Earlier this summer, city council approved the delivery of a bike share pilot project in Calgary, slated to be rolled out later this fall. Approval hinged on the fact the city wouldn’t be putting any funding into the program for infrastructure, instead allowing for the dockless models to use city right-of-ways and the pathway system.

The application period for bike share operators closed Sept. 14 and the city confirmed that two operators completed their permit application. While the city wouldn’t confirm the specific businesses, both US bike share operator Lime (formerly LimeBike) and Canadian operator U-Bicycle had previously confirmed their applications to LiveWire Calgary.

No decision has been made on the successful applicants.

Calgary cycling coordinator Tom Thivener said he wasn’t surprised by the low number of applicants for the first phase. Many companies are playing wait-and-see, but they’re also hedging their bets on winter operations and waiting for Phase 2 of the rollout, which starts in June 2019.

“Given the shortness of how long it takes to mobilize, I knew that there was only really two or three companies that had the horses and ability to mobilize that quick,” Thivener said.

Thivener said some companies were merely kicking tires and others were still hoping for some sort of government subsidy.

As for the two applicants, Thivener said they’re working with the providers on some of the finer details in the applications before making a final decision on who’s awarded a permit.

U-bicycle spokeswoman Mia Zhang said should their company be awarded a permit, it’s still an internal discussion when they would launch. It’s also a discussion they need to have with the city.

Like Lime, Zhang said the biggest hurdle U-bicycle sees in the Calgary market is the potential for heavy snow and bitter cold in the winter. That’s why they could end up haggling with the city on a start date.

“The weather is a challenge,” Zhang said.

RELATED: Calgary bike share applications open; here’s the rules operators have to follow

One interesting twist that U-bicycle brings to the bike share landscape is that it’s not exactly dockless. While they don’t have specific physical infrastructure that holds the bikes, they proposed 44 drop zones in the city where people could park the bikes. These are geo-fenced areas that will allow bike activation.

Zhang said in other rollouts they’ve only allowed users to complete the bike share transaction if they drop the bike off in that drop zone.

“It will actually work better in terms of keeping the street clean and also allows us to educate people in how to park responsibly,” Zhang said.

This method also allows them to streamline their rebalancing operation – or the shifting of bikes from one zone to another based on the demand.

Zhang did say, however, that their Calgary proposal did allow for the bikes to be parked anywhere within the prescribed zones, but that they would incentivize the replacement of bikes in the zones by lowering the rate.

And it appears those zones will be in a very specific area, according to Thivener.

The first phase, because it’s being rolled out in the fall and through the winter, will be using a reduced operations map. According to information provided by the city, the Dockless Bike Share Pilot is city-wide and permitted operators will identify their individual service areas and where bicycles will be available for rental within Calgary.

A requirement for the winter season is that all operators contain their operating zones to Centre City, though Calgarians will be able to find bicycles in the Centre City and at popular destinations throughout the warmer months of the pilot.

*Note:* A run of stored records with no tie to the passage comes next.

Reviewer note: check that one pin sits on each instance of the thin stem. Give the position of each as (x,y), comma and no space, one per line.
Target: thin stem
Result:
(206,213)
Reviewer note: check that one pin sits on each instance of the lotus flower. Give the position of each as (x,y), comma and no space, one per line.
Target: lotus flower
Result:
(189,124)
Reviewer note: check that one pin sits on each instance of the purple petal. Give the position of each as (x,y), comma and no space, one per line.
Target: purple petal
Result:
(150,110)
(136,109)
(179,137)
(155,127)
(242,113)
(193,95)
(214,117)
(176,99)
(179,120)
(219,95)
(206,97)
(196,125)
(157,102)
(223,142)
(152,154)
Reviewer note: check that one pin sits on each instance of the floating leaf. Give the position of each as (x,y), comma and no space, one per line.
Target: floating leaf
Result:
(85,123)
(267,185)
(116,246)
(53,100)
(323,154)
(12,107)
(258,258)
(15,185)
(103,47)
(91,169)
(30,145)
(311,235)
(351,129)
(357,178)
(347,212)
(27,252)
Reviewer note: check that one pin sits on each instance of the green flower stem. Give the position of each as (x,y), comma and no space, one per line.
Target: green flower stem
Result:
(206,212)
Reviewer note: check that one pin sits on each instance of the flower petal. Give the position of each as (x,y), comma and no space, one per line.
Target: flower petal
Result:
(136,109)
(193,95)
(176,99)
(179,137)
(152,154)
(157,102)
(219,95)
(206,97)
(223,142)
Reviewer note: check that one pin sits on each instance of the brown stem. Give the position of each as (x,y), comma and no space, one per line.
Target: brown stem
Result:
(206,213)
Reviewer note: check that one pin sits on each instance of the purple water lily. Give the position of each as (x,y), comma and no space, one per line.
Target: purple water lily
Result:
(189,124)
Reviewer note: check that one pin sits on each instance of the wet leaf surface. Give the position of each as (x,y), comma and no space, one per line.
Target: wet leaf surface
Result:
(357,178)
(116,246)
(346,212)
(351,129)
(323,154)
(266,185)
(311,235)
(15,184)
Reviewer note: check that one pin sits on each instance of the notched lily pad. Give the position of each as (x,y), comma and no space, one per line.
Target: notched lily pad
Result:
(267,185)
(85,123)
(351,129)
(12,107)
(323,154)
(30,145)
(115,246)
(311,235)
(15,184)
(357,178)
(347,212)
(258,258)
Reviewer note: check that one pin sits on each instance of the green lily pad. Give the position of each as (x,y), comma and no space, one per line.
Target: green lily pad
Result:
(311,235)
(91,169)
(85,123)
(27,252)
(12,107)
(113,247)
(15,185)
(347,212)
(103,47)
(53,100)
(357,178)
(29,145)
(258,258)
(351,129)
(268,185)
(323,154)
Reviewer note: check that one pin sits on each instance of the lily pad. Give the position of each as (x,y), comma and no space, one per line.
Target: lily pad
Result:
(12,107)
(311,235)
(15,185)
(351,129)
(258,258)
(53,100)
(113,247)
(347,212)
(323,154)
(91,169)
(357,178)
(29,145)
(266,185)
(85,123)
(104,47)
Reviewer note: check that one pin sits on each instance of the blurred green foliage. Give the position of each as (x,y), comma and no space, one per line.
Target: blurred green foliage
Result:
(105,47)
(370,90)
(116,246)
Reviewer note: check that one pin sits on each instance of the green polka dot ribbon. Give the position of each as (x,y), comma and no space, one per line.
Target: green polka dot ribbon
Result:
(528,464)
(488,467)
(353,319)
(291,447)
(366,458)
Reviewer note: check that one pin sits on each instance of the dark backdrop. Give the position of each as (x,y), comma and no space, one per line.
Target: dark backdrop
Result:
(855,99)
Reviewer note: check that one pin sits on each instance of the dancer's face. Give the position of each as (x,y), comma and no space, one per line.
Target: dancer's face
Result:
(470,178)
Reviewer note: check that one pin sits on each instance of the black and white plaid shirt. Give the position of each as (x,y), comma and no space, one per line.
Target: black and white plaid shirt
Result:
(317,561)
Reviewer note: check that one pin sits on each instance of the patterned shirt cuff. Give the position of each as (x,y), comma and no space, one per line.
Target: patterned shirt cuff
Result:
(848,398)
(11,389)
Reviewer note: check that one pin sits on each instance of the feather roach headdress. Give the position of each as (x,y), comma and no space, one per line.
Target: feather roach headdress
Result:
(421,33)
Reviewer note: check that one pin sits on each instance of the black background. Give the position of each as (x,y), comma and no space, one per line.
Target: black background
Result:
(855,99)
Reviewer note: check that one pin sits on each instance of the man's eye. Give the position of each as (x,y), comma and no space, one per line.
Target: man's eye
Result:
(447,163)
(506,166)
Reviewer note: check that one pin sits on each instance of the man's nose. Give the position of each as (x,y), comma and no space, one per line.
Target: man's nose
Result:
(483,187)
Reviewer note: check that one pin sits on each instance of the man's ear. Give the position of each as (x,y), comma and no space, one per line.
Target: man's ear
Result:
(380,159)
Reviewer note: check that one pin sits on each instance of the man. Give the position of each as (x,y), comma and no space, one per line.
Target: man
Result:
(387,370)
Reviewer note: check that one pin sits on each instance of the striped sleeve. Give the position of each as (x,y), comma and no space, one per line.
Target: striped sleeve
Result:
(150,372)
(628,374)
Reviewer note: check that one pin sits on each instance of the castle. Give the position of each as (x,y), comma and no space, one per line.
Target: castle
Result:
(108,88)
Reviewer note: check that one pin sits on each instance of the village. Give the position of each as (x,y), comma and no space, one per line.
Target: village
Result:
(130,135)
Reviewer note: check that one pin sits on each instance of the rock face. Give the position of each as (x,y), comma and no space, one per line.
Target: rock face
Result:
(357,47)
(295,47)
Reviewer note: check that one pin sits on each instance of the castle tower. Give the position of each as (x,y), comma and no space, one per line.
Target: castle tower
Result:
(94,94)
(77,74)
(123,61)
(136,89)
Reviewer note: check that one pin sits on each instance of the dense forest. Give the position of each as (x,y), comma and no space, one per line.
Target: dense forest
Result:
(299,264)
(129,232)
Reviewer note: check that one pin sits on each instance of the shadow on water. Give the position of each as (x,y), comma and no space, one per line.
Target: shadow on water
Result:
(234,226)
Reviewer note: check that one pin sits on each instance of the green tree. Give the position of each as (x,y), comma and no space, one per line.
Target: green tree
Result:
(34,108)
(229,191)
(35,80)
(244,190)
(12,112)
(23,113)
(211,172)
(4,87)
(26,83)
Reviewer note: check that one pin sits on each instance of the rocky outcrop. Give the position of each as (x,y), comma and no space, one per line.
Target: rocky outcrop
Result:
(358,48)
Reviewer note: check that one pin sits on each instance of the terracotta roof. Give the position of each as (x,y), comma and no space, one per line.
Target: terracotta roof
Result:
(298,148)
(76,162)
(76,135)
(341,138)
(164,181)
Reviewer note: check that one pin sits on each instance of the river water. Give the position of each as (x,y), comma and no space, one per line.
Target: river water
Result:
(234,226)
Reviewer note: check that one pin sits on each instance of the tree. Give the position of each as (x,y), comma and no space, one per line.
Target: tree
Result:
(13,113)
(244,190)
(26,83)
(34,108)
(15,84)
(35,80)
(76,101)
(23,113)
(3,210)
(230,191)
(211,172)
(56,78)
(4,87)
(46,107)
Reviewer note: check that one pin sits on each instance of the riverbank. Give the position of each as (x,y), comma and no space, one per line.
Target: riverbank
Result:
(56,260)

“We know there’s a higher level of snow clearance that people can rely on, but once you get out of the that  (Centre City) zone it becomes a little bit hit-and-miss between how the bikeways are cleared of snow,” he said.

“If we had stronger snow clearance city-wide, we’d certainly be open to a broader area.”

He said bikes can be taken outside of that zone for operation but need to be checked out and returned to those areas within the reduced operations map. The zones will be expanded once the snow is gone.

It’s expected the city will make a final decision on operators late this week or early the week of Oct. 1.